Here Are the Surprising Lessons Cuba's Economy Can Teach the U.S.
HAVANA — Last Sunday morning, during a stroll through the streets of Havana ahead of President Barack Obama's historic visit to Cuba, I tweeted the following photo of a bread line stretching around the corner outside of a local bakery:
The image is a striking example of how Cuba's socialist economy continues to operate today. The country adopted a subsidized food system in 1962, which, despite modest free market reforms enacted in recent years by President Raúl Castro's government, remains intact today. Every Cuban family has a libreta — or ration book — which they use at their local store to receive basic staples, including bread, rice, and meat. The egalitarian system has helped Cuba develop high life expectancy and low infant mortality rates. But it has also created food shortages and resulted in a host of severe challenges for the Cuban people.
Predictably, my tweet touched a nerve with conservatives and libertarians, who evidently viewed it as proof that Cuba's socialist economy has failed outright:
That sentiment was not just contained to Twitter. The subtext of Obama's Cuba trip was that America's capitalist system has triumphed over socialism, and that a free market economy will help pave the road to a better Cuban future.
At a town hall event about entrepreneurship on Monday, Obama told the audience, "There are some economic models that just don't work." He proceeded to highlight a range of successful American companies, from Marriott International to Airbnb, that are planning to expand their businesses in Cuba as models that can help expand Cuba's private market economy.
Obama is not wrong. With an average monthly income of just $17, average Cubans face dire economic circumstances every day, and change is desperately needed if the country's economy is to modernize. But what if it's not so simple? What if there are lessons that Cuba's socialist economy can also teach the United States?
One of the most remarkable exchanges during Obama's visit came during his joint press conference with Raúl Castro, when the Cuban president was pressed by American journalists about human rights abuses. On the defensive, Castro responded that he considers universal health care and free college education to be human rights, too — two things which Cubans enjoy while Americans do not.
It's easy to write off Cuba's economy as a blanket failure. But the director-general of the World Health Organization recently heralded the country's state-controlled universal and free health care system as a model for the world.
"We consider health care as a human right. It's free, no matter who you are, and no matter what your ideology," Alberto Roque Guerra, a Cuban doctor and internal medicine specialist said in an interview outside Havana Hospital. The country has also prioritized biotechnology and medical research, quietly developing a number of ground-breaking drugs, including a lung cancer vaccine, despite the U.S. trade embargo.
Meanwhile, the World Bank recently declared Cuba's free and universal education system as the best in Latin America with the highest quality teachers. The system has experienced challenges in recent years, with enrollment in state-controlled schools falling; still, Cuba has long been heralded as having among the highest academic standards in the world despite the country's faltering economy. As just one proof point, the country has sent an estimated 20,000 doctors to work abroad in recent years, while thousands of medical students from around the world also flock to study in Cuba each year.
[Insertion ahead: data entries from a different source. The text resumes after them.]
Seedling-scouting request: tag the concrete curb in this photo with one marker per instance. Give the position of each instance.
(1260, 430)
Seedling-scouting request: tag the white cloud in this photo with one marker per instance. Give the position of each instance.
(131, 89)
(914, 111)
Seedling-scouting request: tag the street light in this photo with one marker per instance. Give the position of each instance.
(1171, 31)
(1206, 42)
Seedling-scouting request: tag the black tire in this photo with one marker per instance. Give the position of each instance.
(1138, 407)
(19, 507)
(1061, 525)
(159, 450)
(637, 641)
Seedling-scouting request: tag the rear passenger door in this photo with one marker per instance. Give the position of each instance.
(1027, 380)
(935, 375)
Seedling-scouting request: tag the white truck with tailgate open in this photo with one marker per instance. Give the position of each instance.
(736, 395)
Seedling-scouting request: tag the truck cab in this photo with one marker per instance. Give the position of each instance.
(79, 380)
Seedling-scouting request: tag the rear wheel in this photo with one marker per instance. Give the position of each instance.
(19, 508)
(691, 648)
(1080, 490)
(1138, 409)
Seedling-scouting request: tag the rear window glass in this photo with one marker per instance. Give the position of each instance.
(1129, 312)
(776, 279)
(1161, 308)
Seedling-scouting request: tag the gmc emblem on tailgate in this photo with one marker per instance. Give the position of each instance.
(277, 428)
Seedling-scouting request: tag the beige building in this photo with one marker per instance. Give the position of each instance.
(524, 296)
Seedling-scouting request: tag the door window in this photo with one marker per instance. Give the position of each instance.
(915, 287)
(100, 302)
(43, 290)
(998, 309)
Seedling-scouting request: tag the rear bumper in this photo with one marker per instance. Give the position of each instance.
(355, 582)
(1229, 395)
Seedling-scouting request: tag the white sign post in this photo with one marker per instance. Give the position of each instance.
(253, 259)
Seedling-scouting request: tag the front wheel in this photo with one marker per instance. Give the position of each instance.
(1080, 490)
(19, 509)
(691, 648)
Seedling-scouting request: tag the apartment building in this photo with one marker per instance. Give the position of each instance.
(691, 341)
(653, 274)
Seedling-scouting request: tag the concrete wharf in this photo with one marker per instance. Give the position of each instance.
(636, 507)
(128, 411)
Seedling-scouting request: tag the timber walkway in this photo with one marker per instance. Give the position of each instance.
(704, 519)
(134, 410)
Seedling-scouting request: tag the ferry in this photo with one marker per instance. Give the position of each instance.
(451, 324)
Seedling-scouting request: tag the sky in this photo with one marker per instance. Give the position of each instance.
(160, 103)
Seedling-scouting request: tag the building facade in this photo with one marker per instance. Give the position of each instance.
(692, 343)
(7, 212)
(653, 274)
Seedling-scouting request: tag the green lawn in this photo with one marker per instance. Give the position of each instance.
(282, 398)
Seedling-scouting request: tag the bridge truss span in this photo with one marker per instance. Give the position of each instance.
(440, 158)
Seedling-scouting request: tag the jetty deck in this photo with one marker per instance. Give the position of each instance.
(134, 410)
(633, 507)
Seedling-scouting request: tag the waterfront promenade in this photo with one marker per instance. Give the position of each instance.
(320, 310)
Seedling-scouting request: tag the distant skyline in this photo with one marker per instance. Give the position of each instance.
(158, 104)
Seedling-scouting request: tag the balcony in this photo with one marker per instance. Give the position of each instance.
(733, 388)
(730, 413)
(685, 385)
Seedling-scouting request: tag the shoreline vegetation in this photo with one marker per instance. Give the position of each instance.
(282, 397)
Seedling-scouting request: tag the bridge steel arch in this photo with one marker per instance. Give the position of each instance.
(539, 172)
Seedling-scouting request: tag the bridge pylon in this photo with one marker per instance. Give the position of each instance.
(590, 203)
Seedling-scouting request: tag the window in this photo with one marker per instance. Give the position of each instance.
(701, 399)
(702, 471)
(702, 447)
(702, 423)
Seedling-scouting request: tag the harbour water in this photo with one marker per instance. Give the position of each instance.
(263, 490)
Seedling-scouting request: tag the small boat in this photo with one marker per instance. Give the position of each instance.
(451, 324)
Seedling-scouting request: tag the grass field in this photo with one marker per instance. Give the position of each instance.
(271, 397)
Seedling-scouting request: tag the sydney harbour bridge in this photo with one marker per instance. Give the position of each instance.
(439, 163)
None of this serves to excuse Cuba from its dismal track record on other human rights issues, including limiting freedom of speech and freedom of the press. Indeed, just hours before Obama's arrival, the country rounded up a group of 100 dissidents from the Ladies in White protest group, made up of the wives of former political prisoners. On Tuesday, Obama met with a group of Cuban dissidents, and he also made human rights the central focus of his landmark speech to the Cuban people.
What young Cubans are saying: In my conversations with young Cubans, many shared how they are struggling financially, and how much they hope the country will undergo changes to open up the private market economy in the near future.
But a close examination of Cuba's health care and education system should serve to challenge the one-sided narrative that Cuba's socialist economy is wholly a failure, or that America's capitalist system is wholly superior. In a memorable conversation I had during my Havana walking tour, one young Cuban told me that, although his country has human rights issues, he believes America is in no position to lecture Cuba, given the way America's police treat their own citizens.
To his credit, Obama was clear to emphasize in his speech that the U.S. is not immune from criticism, stating "I actually welcome President Castro commenting on some of the areas where he feels we're falling short because I think we should not be immune or afraid of criticism or discussion as well." He also said throughout his visit that the U.S. will not dictate how Cuba should run its economy.
We would be well-served to heed those words. Optimism is running high, and all eyes are on whether Cuba will enact much-needed reform in the aftermath of Obama's visit. But Cuba should also serve as a mirror for the U.S., a lens that forces us to recognize the structural areas where our system, too, has fallen short.